The syntax for the RANDBETWEEN function is:

*=RANDBETWEEN(bottom, top)*

Where,

bottom = (required) smallest integer that the function will return

top = (required) largest integer that the procedure will produce

Let's assume you need to determine the age of a random population, with the upper and lower limits being 80 and 18, respectively. To do this, you will use the formula

*=RANDBETWEEN(18,80). *

After dragging down the formula to cell C12, you will get the following result:

An important thing to notice is that RANDBETWEEN gives more flexibility in returning a number within the desired range.
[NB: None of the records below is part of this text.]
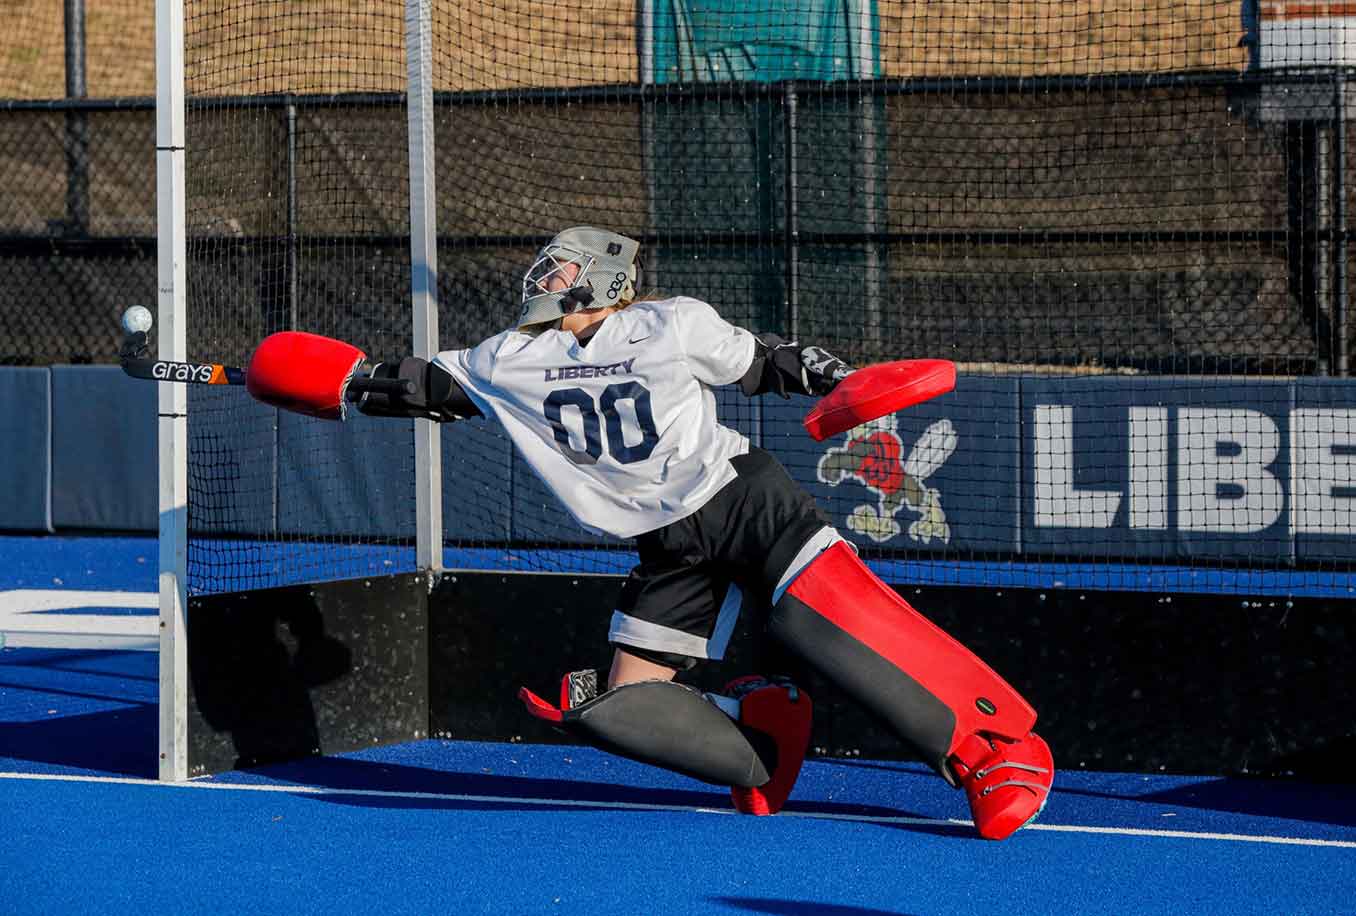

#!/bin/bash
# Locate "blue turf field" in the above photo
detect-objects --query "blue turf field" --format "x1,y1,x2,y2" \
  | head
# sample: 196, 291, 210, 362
1, 536, 1354, 915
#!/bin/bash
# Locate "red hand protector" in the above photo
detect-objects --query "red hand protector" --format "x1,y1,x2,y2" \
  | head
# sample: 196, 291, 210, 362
246, 331, 366, 420
802, 359, 956, 441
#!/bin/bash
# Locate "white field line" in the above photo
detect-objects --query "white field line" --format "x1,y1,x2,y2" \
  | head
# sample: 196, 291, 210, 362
0, 770, 1352, 850
0, 633, 156, 651
0, 590, 157, 649
0, 590, 157, 612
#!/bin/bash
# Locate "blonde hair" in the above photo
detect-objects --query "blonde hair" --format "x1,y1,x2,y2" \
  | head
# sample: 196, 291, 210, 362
617, 291, 666, 310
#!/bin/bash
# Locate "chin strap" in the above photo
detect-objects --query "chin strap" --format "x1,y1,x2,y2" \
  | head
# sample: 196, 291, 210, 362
561, 286, 595, 311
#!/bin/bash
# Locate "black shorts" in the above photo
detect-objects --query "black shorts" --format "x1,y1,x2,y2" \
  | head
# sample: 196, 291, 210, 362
609, 447, 835, 669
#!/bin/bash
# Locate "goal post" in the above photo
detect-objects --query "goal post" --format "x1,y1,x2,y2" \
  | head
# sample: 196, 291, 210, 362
407, 0, 443, 575
154, 0, 188, 782
154, 0, 445, 779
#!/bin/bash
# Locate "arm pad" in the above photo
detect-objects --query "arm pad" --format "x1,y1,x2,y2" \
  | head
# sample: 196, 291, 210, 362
353, 357, 481, 423
739, 333, 853, 399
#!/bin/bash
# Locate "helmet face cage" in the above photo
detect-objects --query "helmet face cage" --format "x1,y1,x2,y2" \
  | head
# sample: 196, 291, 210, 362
521, 245, 596, 314
516, 227, 641, 332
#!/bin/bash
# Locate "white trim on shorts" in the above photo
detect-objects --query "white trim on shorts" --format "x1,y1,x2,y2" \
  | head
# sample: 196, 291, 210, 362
771, 526, 846, 604
609, 582, 744, 661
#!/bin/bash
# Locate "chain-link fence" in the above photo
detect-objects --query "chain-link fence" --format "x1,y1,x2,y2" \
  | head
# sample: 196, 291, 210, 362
4, 2, 1350, 371
2, 0, 156, 365
0, 104, 154, 364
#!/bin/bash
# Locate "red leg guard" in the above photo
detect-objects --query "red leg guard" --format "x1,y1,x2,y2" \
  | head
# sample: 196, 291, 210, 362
725, 677, 813, 816
772, 541, 1037, 784
951, 731, 1054, 840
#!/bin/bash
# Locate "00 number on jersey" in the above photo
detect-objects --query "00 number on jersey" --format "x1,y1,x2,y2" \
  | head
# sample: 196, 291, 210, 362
543, 382, 660, 465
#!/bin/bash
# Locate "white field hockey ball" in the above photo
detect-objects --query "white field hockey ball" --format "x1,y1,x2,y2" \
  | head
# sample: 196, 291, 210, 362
122, 305, 153, 334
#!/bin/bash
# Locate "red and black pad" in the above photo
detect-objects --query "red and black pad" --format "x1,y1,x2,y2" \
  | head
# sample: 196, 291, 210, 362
802, 359, 956, 441
770, 541, 1036, 785
519, 678, 775, 789
726, 677, 813, 816
246, 331, 366, 420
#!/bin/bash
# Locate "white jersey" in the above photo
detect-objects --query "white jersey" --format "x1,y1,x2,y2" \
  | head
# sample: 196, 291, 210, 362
435, 296, 757, 539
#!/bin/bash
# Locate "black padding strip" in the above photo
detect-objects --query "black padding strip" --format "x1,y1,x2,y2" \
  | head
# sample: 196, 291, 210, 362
771, 593, 959, 783
427, 362, 481, 417
563, 681, 774, 788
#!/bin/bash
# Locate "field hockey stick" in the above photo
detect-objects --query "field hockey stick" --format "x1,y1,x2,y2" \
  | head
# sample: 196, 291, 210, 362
116, 308, 412, 398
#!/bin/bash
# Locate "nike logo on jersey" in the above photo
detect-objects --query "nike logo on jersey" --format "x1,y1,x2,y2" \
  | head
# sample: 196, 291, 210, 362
628, 334, 651, 344
544, 357, 636, 382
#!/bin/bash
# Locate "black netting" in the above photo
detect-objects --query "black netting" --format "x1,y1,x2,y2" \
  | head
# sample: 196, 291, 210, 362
426, 1, 1356, 592
182, 3, 416, 594
4, 1, 1354, 595
0, 108, 156, 365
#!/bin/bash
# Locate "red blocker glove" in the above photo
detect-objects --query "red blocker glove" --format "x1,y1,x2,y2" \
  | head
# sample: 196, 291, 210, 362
803, 359, 956, 441
246, 331, 366, 420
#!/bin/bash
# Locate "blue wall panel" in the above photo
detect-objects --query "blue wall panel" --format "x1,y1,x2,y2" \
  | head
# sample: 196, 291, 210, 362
186, 386, 280, 536
769, 375, 1021, 555
276, 411, 416, 539
50, 366, 156, 531
16, 368, 1355, 574
509, 450, 615, 546
1169, 381, 1292, 562
0, 368, 52, 532
442, 420, 513, 541
1292, 379, 1356, 563
1020, 377, 1294, 563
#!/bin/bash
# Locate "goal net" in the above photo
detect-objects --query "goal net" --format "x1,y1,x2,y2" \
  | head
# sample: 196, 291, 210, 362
178, 0, 1355, 597
183, 2, 418, 593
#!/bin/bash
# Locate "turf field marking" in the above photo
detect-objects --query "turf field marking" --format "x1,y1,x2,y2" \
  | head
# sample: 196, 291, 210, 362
0, 770, 1352, 849
0, 589, 157, 650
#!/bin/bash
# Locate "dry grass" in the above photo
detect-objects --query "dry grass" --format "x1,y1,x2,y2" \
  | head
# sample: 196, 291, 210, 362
2, 0, 1246, 100
881, 1, 1247, 75
184, 0, 406, 95
1, 0, 157, 99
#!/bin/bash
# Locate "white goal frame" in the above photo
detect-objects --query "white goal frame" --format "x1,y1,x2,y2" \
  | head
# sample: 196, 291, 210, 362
154, 0, 443, 781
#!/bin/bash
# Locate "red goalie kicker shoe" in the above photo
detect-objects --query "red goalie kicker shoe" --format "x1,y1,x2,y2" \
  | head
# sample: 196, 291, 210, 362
724, 676, 813, 816
949, 731, 1054, 840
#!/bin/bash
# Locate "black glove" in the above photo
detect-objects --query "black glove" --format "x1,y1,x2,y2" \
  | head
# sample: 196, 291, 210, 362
739, 333, 854, 399
354, 357, 481, 422
799, 345, 853, 395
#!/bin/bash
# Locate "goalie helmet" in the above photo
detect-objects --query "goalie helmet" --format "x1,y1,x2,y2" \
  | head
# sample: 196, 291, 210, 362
518, 227, 642, 332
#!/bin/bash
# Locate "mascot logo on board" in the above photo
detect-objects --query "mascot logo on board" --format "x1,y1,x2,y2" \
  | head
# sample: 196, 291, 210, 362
816, 414, 957, 544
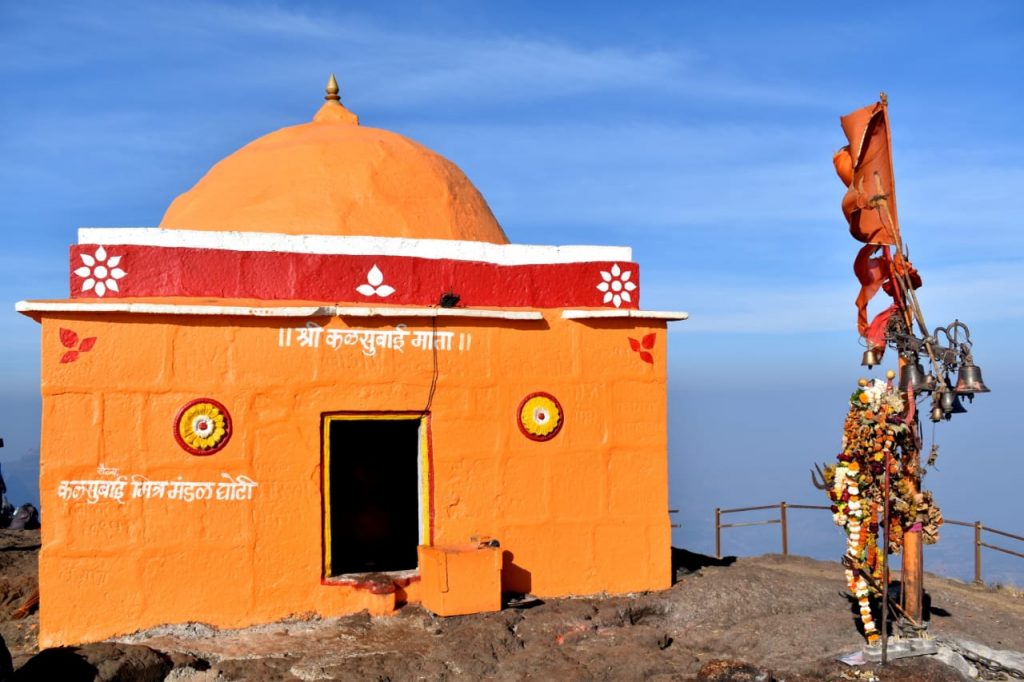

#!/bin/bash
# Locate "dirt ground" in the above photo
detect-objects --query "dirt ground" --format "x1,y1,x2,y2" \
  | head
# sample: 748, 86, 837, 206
2, 531, 1023, 680
0, 529, 40, 669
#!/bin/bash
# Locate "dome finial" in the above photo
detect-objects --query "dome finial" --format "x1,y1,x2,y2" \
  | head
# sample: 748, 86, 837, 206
313, 74, 359, 125
325, 73, 341, 103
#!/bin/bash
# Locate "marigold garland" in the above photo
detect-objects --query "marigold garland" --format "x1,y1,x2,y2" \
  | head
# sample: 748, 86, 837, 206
822, 377, 943, 643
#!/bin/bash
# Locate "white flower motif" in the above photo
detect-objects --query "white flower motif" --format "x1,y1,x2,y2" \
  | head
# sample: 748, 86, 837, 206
73, 246, 126, 297
192, 415, 215, 438
356, 265, 396, 297
595, 263, 637, 308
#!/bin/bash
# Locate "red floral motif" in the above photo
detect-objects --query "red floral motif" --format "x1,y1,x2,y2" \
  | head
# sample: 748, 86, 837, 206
59, 328, 97, 364
628, 333, 656, 364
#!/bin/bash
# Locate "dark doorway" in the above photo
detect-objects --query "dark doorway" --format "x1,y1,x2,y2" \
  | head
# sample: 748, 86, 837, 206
325, 417, 421, 576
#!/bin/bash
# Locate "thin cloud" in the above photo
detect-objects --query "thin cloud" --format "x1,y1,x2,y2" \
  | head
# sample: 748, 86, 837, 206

However, a drawback to the formula is that you cannot return decimal values, even if you use a similar input for top and bottom arguments.

So, even though both functions perform a similar task, there is quite a difference in how both work and the result they return.

## Key Takeaways

- RAND() is a very volatile function and will return different values whenever you open the workbook.
- When the Excel file is already open, press F9 to change the values of the function.
- To reduce the volatility of the function, you can turn off auto-calculations for formulas from the Options menu. This way, you can also speed up the data processing in the Excel file.
- Traditionally, you can only generate values between 0 and 1 using this function. However, by multiplying the function by the difference between the upper and lower limits and adding the lower limit, you can set a range for the random numbers that will be generated.